Headlines Edition

Saturday Headlines: You are the boss of today.

Across North America, prisoners are striking over treatment and forced labor that amounts to modern slavery.

Since 2010, at least 404 people with mental illness have died in US jails—which are now "default treatment centers."

The US Dept. of Education is considering exploiting federal student health and wellness grants to arm teachers.

A new voice chat app connects freelancers to act as each other's bosses.

Florida's Dept. of Environmental Protection stopped opening new cases. Now it has a red tide to show for it.

A map of Earth's particulates on Aug. 23, 2018, shows the effects of hurricanes, wildfires, and Saharan dust.

Trump might try to do what he and other Republican presidents have done when appointing Supreme Court justices on the matter of Roe v. Wade: Find someone who has been pre-vetted, so the president doesn’t even have to ask the question and the nominee can say the two never discussed it. How Trump could go about selecting a confirmable Sessions replacement willing to obstruct justice.

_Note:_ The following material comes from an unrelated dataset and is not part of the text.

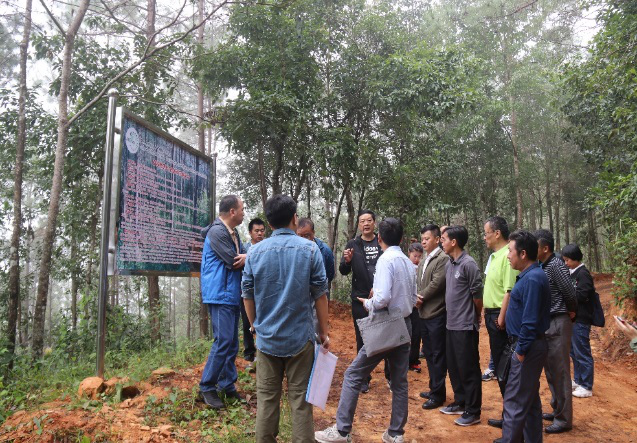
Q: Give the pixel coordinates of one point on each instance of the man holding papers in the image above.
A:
(394, 288)
(282, 275)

Reality Winner has been sentenced to 63 months in prison for leaking NSA documents on Russia's election hacking.

Contrary to reports, teens didn't hack into actual election site replicas; the sites were designed to be vulnerable.

Attackers could find out what's on your monitor by detecting the ultrasonic sounds emitted by your screen.

RIP "Chicha," who led the Argentine grandmothers' movement to locate babies kidnapped during the 1970s junta.

Arkansas qualifies Medicaid on reporting your work hours online—but many recipients lack consistent web connections.

A new study debunks previous claims, concluding that "any amount of alcohol" poses health risks.

To sow division, Russian trolls spread pro- and anti-vaccine disinformation, identified as a "wedge issue."

Social media has ruined the internet—and our brains—by treating the mundane and the urgent as the same.

It’s easy to mistake the proximate cause—big, shadowy tech firms—for the ultimate one: over half a century of business-intelligence techniques that have been honed, productized, and weaponized out of sight. It may feel like the internet has decimated your privacy, but that was the goal of corporations all along.

A study of wastewater in western Kentucky finds people ingest more drugs at the holidays.

Interstate 95 in the US, begun in 1956, is about to be completed.

Low water levels in the Czech Republic reveal historical "hunger stones" inscribed during droughts.

Sculpture installations that exist above and below the water, by Jason deCaires Taylor.

A brief, fascinating history of superhero codpieces in comics and movies.

Pleasantly barren photos of underground facilities, by Grego Sailer.